This is a poorly conceived article.

The premise is that when one optimizes for thing X, one is implicitly ignoring everything else that's not explicitly X. Of course this is correct; this underspecification problem is well known in computer science. The issue I have with Trembath is that all those externalaities are equally unmeasured in the original algorithm as in the eco-friendly algorithm. Once one notices this, Trembath's piece collapses to an argument that changing things can lead to new negative consequences; the issue is that he gives no justification (and there is essentially none that can be given*) that these consequences will be worse than the original unmeasured consequences. For example: the argument that Google is optimizing for speed alone could be used to conclude that Google might often direct people through neighborhoods where the speed limit is too high and therefore dangerous to pedestrians. This consideration exists equally for the speed-only algorithm and for the eco-friendly algorithm.

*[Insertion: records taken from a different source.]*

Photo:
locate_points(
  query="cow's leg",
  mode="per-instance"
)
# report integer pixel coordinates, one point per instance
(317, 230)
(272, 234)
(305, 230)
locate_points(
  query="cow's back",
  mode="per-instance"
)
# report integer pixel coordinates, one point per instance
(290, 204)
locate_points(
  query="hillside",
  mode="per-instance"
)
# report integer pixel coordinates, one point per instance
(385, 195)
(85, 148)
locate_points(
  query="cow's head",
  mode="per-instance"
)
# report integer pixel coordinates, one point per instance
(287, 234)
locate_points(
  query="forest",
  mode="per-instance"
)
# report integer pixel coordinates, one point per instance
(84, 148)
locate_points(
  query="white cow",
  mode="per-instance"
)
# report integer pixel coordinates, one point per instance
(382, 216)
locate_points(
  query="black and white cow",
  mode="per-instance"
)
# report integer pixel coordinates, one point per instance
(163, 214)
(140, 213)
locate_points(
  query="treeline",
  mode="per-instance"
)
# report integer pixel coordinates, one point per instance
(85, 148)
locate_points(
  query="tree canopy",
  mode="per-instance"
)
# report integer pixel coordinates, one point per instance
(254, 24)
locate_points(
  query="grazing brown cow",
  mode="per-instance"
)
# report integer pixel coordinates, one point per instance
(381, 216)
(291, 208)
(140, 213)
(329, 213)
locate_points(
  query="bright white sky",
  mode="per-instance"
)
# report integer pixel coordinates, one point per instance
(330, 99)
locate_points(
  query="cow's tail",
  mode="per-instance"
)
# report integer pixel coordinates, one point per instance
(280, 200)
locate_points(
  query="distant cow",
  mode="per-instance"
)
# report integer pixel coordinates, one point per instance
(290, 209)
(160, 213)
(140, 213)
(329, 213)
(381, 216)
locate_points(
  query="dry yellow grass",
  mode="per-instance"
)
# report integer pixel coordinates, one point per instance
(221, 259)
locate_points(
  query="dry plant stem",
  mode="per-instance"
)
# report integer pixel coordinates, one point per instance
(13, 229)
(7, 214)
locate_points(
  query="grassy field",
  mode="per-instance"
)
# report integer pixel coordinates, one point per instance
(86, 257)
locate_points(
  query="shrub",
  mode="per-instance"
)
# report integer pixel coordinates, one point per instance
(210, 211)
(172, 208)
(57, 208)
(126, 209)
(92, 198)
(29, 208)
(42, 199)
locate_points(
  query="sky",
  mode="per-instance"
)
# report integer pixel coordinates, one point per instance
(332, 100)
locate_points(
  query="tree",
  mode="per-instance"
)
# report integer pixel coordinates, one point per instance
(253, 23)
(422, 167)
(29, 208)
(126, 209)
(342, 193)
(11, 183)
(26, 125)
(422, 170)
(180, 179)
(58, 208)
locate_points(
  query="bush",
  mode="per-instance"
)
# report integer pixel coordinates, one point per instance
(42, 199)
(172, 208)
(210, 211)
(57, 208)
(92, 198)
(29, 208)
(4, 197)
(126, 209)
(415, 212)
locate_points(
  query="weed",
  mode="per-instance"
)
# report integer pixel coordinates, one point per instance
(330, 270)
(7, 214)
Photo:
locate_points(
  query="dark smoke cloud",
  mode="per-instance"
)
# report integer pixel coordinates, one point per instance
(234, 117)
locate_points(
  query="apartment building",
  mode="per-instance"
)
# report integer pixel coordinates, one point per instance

For this reason, I find that the main objective point of the piece is incorrect. The rest is opinion. He brings up some fine points. It's just that they're all organized around an incoherently presented thesis. Here is my condensed version of this article which captures what I find valuable in it: "We should attempt to quantify side-effects of algorithms so we better understand their net utility."

* In order to be friendly to Trembath, I can imagine one making the heuristic argument that the eco-friendly algorithm is pursuing two objectives at once and is therefore more constrained in its solution space; thus, the compromises it makes on unspecified externalities will be more extreme. This is a natural outcome to suspect, but it is hard to quantify--and certainly Trembath makes no effort to do so. In this case, the solution space is so large to begin with that my hunch is that the additional constraint is a drop in the bucket.